Abstract

Graph convolutional neural networks have established significant success in solving various machine learning and computer vision problems. For skeleton-based action recognition, graph convolutional neural networks are the most suitable choice since human skeleton resembles to a graph. Stacking body skeletons over the length of video sequence results in a very complex spatio-temporal graph of many nodes and edges. Modeling the graph convolutional network directly with such a complex graph curtails the performance due to the redundancy of insignificant nodes and edges in the graph. Also for skeleton-based action recognition, the long-term contextual information is of central importance and many current architectures may fail to capture such contextual information. Therefore in order to alleviate these problems, we propose graph sparsification technique using edge effective resistance to better model the global context information and to eliminate redundant nodes and edges in the graph.
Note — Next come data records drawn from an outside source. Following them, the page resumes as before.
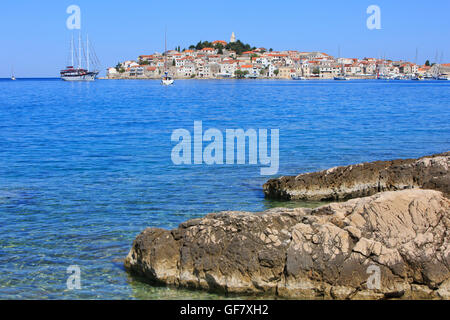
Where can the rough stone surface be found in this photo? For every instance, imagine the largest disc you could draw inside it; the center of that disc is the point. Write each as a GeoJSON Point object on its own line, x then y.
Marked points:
{"type": "Point", "coordinates": [309, 253]}
{"type": "Point", "coordinates": [365, 179]}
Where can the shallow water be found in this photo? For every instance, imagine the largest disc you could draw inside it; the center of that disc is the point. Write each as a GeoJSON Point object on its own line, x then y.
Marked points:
{"type": "Point", "coordinates": [84, 167]}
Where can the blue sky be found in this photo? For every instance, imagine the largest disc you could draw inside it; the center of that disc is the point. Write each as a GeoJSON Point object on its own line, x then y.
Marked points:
{"type": "Point", "coordinates": [35, 40]}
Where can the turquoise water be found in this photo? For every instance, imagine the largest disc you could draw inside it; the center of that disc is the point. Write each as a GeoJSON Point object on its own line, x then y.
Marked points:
{"type": "Point", "coordinates": [84, 167]}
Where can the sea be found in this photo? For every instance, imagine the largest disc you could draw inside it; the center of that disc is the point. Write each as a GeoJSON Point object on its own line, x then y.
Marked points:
{"type": "Point", "coordinates": [85, 167]}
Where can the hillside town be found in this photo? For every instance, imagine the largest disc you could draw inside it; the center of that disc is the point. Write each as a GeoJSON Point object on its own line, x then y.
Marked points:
{"type": "Point", "coordinates": [220, 59]}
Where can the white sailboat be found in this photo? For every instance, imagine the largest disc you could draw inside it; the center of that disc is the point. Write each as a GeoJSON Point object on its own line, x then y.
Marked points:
{"type": "Point", "coordinates": [80, 74]}
{"type": "Point", "coordinates": [166, 80]}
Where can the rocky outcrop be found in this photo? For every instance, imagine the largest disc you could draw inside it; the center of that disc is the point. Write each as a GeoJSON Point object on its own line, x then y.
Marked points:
{"type": "Point", "coordinates": [365, 179]}
{"type": "Point", "coordinates": [392, 244]}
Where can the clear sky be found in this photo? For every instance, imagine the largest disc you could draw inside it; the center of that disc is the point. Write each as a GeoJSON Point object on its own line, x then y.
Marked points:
{"type": "Point", "coordinates": [34, 38]}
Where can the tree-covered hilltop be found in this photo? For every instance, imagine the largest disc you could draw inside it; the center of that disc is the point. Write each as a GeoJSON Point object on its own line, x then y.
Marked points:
{"type": "Point", "coordinates": [237, 46]}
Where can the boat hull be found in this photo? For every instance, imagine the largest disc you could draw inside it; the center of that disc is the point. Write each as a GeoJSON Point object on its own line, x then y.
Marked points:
{"type": "Point", "coordinates": [341, 78]}
{"type": "Point", "coordinates": [167, 82]}
{"type": "Point", "coordinates": [86, 77]}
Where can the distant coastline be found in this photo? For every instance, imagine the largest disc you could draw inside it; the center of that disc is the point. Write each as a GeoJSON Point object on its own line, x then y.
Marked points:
{"type": "Point", "coordinates": [224, 60]}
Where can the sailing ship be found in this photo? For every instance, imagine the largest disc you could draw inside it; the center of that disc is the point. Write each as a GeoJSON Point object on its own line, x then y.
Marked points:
{"type": "Point", "coordinates": [342, 76]}
{"type": "Point", "coordinates": [166, 80]}
{"type": "Point", "coordinates": [80, 73]}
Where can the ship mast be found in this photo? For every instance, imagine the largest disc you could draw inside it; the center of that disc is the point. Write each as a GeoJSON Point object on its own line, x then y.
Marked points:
{"type": "Point", "coordinates": [87, 53]}
{"type": "Point", "coordinates": [71, 50]}
{"type": "Point", "coordinates": [79, 50]}
{"type": "Point", "coordinates": [165, 49]}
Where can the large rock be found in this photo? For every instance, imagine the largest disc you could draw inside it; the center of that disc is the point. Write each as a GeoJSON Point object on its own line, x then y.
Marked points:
{"type": "Point", "coordinates": [328, 252]}
{"type": "Point", "coordinates": [365, 179]}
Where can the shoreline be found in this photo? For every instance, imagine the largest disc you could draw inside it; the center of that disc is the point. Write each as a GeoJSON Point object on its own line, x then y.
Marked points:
{"type": "Point", "coordinates": [283, 79]}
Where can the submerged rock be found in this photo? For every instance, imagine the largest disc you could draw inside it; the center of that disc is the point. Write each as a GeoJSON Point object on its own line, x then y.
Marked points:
{"type": "Point", "coordinates": [334, 251]}
{"type": "Point", "coordinates": [365, 179]}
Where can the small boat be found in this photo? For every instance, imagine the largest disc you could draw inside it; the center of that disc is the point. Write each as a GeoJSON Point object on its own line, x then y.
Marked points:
{"type": "Point", "coordinates": [166, 80]}
{"type": "Point", "coordinates": [79, 74]}
{"type": "Point", "coordinates": [341, 78]}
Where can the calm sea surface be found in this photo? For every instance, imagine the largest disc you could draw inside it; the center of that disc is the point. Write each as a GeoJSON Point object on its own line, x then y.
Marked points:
{"type": "Point", "coordinates": [84, 167]}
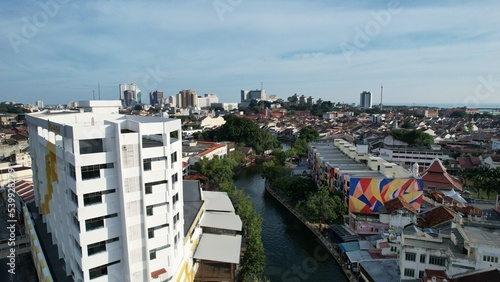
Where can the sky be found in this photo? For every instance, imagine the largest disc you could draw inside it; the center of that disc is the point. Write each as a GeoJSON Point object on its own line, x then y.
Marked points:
{"type": "Point", "coordinates": [59, 51]}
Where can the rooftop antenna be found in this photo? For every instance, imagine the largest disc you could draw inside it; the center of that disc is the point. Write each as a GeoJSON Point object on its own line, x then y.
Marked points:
{"type": "Point", "coordinates": [381, 96]}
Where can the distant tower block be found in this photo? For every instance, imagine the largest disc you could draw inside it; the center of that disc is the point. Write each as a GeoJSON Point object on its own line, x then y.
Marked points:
{"type": "Point", "coordinates": [381, 96]}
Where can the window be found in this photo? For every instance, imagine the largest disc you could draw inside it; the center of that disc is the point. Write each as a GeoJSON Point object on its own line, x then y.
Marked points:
{"type": "Point", "coordinates": [92, 198]}
{"type": "Point", "coordinates": [99, 246]}
{"type": "Point", "coordinates": [410, 256]}
{"type": "Point", "coordinates": [95, 198]}
{"type": "Point", "coordinates": [152, 254]}
{"type": "Point", "coordinates": [151, 231]}
{"type": "Point", "coordinates": [72, 172]}
{"type": "Point", "coordinates": [147, 164]}
{"type": "Point", "coordinates": [77, 245]}
{"type": "Point", "coordinates": [74, 197]}
{"type": "Point", "coordinates": [490, 259]}
{"type": "Point", "coordinates": [94, 171]}
{"type": "Point", "coordinates": [422, 258]}
{"type": "Point", "coordinates": [98, 222]}
{"type": "Point", "coordinates": [149, 210]}
{"type": "Point", "coordinates": [149, 186]}
{"type": "Point", "coordinates": [437, 260]}
{"type": "Point", "coordinates": [409, 272]}
{"type": "Point", "coordinates": [94, 223]}
{"type": "Point", "coordinates": [100, 270]}
{"type": "Point", "coordinates": [91, 146]}
{"type": "Point", "coordinates": [96, 248]}
{"type": "Point", "coordinates": [76, 222]}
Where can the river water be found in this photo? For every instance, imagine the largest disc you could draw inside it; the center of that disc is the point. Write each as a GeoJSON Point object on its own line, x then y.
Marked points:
{"type": "Point", "coordinates": [293, 253]}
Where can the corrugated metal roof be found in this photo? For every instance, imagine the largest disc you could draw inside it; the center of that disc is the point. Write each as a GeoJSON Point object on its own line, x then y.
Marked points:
{"type": "Point", "coordinates": [217, 201]}
{"type": "Point", "coordinates": [220, 248]}
{"type": "Point", "coordinates": [228, 221]}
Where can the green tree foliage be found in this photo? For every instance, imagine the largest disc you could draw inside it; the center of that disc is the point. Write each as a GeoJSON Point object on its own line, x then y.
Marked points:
{"type": "Point", "coordinates": [309, 133]}
{"type": "Point", "coordinates": [244, 131]}
{"type": "Point", "coordinates": [217, 170]}
{"type": "Point", "coordinates": [220, 173]}
{"type": "Point", "coordinates": [319, 110]}
{"type": "Point", "coordinates": [481, 180]}
{"type": "Point", "coordinates": [322, 206]}
{"type": "Point", "coordinates": [414, 138]}
{"type": "Point", "coordinates": [296, 188]}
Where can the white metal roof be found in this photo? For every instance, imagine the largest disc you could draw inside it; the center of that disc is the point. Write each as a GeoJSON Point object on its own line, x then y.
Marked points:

Furthermore, we incorporate self-attention graph pooling to retain local properties and graph structures while pooling operation. To the best of our knowledge, we are the first to apply graph sparsification using edge effective resistance for skeleton-based action recognition and our proposed method is confirmed to be effective on action recognition, which achieves state-of-the-art results on publicly available datasets: UTD-MHAD, J-HMDB, NTU-RGB + D-60, NTU-RGB + D-120 and Kinetics dataset.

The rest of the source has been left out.